In recent years, the BRICS nations have been pushing for de-dollarization. In other words, de-dollarization is the process of reducing their dependence on the US dollar and increasing their economic autonomy. This blog post will explore the reasons behind this push, the potential impact on the global economy, the challenges to de-dollarization, and the BRICS nations’ efforts towards the development of a new currency.
What are the BRICS Countries?
The BRICS countries are a group of five emerging economies that have shown significant economic growth and development over the past few decades. The term was first coined in 2001 by economist Jim O’Neill to describe these nations that he believed would become some of the world’s largest economies by the year 2050. Initially, only Brazil, Russia, India, and China were part of it, as “BRIC”, but in 2010 South Africa was added, creating the BRICS known as nowadays.
Brazil, Russia, India, China, and South Africa represent a significant portion of the world’s population, resources, and economic potential. These countries are characterised by their large domestic markets, abundant natural resources, and increasing integration into the global economy.
Although the good signs set at the beginning, the most recent economic progress made by the BRICS countries, seems to stray from the original ideals on which the group was established.

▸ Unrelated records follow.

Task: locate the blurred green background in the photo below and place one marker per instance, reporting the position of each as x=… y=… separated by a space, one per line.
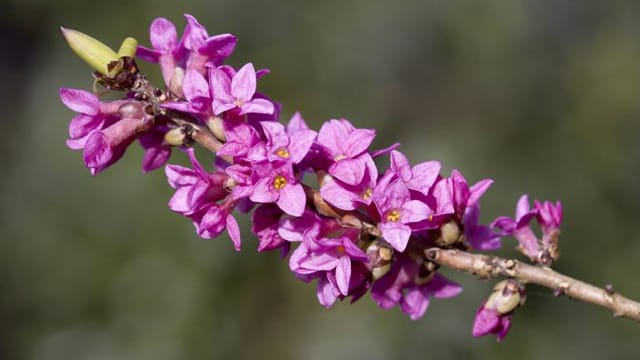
x=542 y=96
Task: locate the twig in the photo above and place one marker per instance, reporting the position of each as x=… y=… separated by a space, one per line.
x=486 y=266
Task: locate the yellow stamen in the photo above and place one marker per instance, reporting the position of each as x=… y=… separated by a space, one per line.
x=366 y=194
x=279 y=182
x=283 y=153
x=393 y=216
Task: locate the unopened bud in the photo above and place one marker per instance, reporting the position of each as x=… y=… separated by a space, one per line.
x=175 y=137
x=507 y=296
x=134 y=110
x=380 y=256
x=449 y=234
x=214 y=123
x=128 y=47
x=92 y=51
x=177 y=79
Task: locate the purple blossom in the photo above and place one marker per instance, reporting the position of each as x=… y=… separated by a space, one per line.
x=195 y=89
x=156 y=152
x=495 y=313
x=405 y=286
x=265 y=225
x=393 y=201
x=237 y=92
x=420 y=177
x=277 y=183
x=345 y=144
x=490 y=321
x=520 y=229
x=283 y=145
x=191 y=52
x=548 y=215
x=453 y=197
x=331 y=259
x=106 y=146
x=201 y=196
x=349 y=197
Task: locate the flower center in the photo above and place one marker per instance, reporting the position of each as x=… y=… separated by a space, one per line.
x=393 y=216
x=279 y=182
x=366 y=194
x=283 y=153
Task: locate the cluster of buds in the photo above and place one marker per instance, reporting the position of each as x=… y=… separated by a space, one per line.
x=359 y=230
x=494 y=314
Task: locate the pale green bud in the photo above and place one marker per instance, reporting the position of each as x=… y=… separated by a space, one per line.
x=128 y=47
x=92 y=51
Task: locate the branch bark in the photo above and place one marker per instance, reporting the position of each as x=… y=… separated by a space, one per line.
x=486 y=267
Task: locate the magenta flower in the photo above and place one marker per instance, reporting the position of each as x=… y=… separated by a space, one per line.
x=520 y=229
x=331 y=257
x=191 y=52
x=453 y=199
x=201 y=196
x=495 y=313
x=93 y=115
x=393 y=201
x=277 y=183
x=212 y=219
x=349 y=197
x=265 y=225
x=156 y=152
x=105 y=147
x=490 y=321
x=237 y=92
x=420 y=177
x=283 y=145
x=404 y=285
x=195 y=89
x=549 y=217
x=194 y=187
x=345 y=144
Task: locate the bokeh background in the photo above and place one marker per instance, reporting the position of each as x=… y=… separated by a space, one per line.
x=542 y=96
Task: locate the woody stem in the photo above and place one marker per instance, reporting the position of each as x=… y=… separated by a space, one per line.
x=486 y=266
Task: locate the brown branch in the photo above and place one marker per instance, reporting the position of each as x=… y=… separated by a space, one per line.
x=486 y=266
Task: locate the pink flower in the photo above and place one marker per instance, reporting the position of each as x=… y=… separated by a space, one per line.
x=237 y=92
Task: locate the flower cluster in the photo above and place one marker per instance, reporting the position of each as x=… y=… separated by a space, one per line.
x=359 y=230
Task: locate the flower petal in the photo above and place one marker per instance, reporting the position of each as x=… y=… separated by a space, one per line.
x=343 y=274
x=396 y=234
x=243 y=85
x=292 y=200
x=163 y=35
x=80 y=101
x=234 y=231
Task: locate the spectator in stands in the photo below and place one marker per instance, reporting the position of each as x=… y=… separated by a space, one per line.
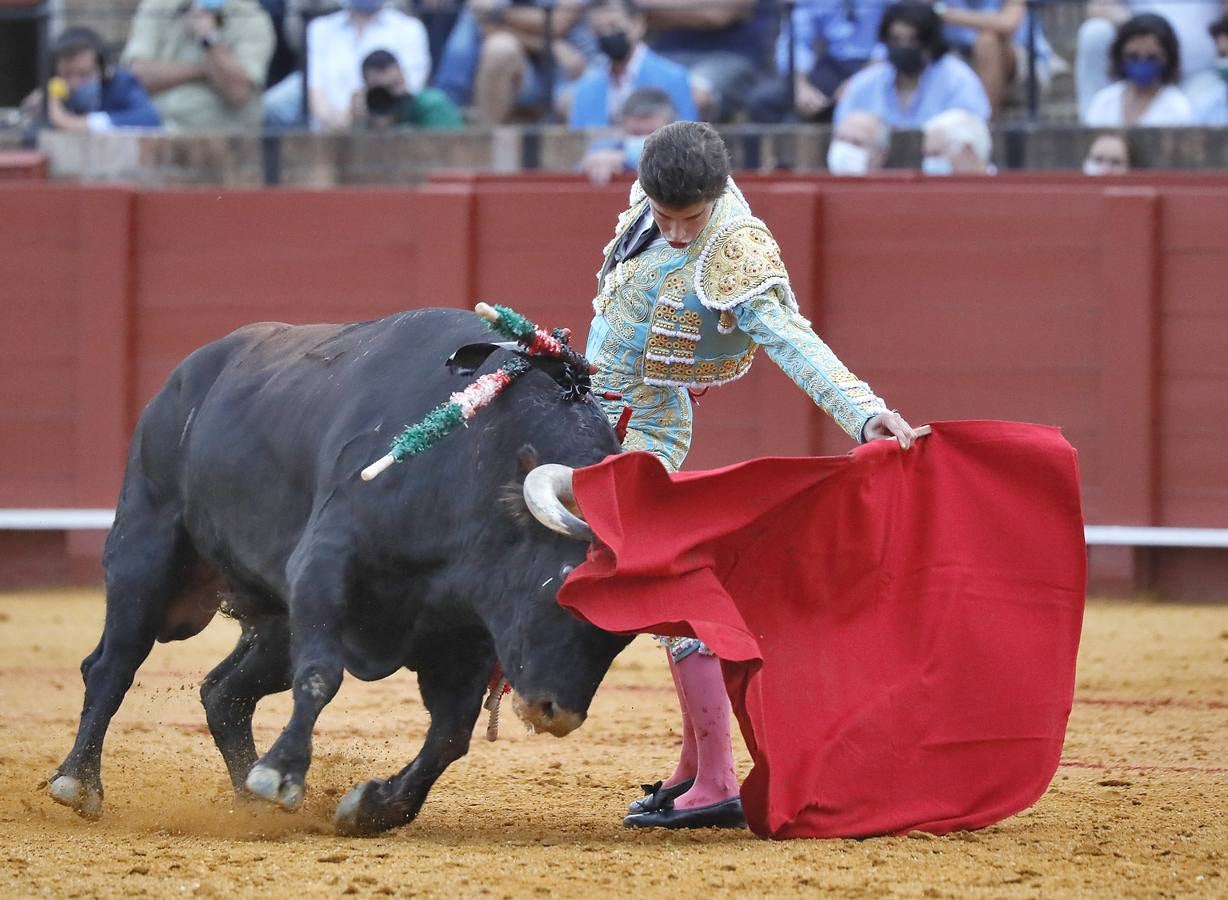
x=628 y=65
x=338 y=43
x=496 y=58
x=1145 y=64
x=284 y=103
x=387 y=102
x=920 y=77
x=645 y=111
x=1109 y=155
x=992 y=34
x=957 y=143
x=203 y=62
x=833 y=39
x=725 y=46
x=1210 y=101
x=89 y=95
x=1189 y=20
x=860 y=145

Out of the five member states, only China has been able to attain consistent and significant expansion since the beginning. While China’s gross domestic product soared from $6 trillion in 2010 to about $18 trillion in 2021, the economies of Brazil, South Africa, and Russia displayed lacklustre growth. Although India’s GDP also increased from $1.7 trillion to $3.1 trillion, it was eclipsed by China’s immense growth.
Why do the BRICS Countries Want to De-Dollarize?
The BRICS countries want to reduce their dependence on the US dollar and increase their economic autonomy for several reasons. First, the US dollar’s dominance in international trade and finance gives the US significant power and influence over the global economy. This has led to concerns that the US could use its position to impose economic sanctions or other measures that could harm the BRICS countries’ economies.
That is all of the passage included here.